What I think is most important, in the interest of energy savings, is not creating lower-wattage, more efficient alternatives to the light sources that are supposedly "wasteful" (yet have been reliable for many years) but training people to understand what is wasteful and what is not, from a power-usage perspective. By this I mean, just because you have a CFL installed in your porch light doesn't mean you should leave it on all night because you are burning less power. Just because you are using CFLs in your home doesn't mean you shouldn't turn the light switch off when you leave a room. Unless you are expecting company at one o'clock in the morning, shut the porch light off.
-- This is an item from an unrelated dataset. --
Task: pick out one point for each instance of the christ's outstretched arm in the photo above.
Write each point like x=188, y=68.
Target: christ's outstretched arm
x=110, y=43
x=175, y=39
A room using incandescent lighting where the lights are turned off when unoccupied will always use less energy than a room lit with CFLs where the lights are left on all the time.
The major difference towards "traditional" technologies are thermal requirement - you need to lead away a lot of heat (order of input power), while still keeping the small (to keep their cost under control) chips relatively cold (<100degC to get reasonable life, compare to <200degC for HO fluorescents and ~1000degC for HID), what would limit their use to few watt's/fixture power levels, what is not much. Otherwise (on ~100W streetlight) there would be very heavy and large heatsink (so lantern) required.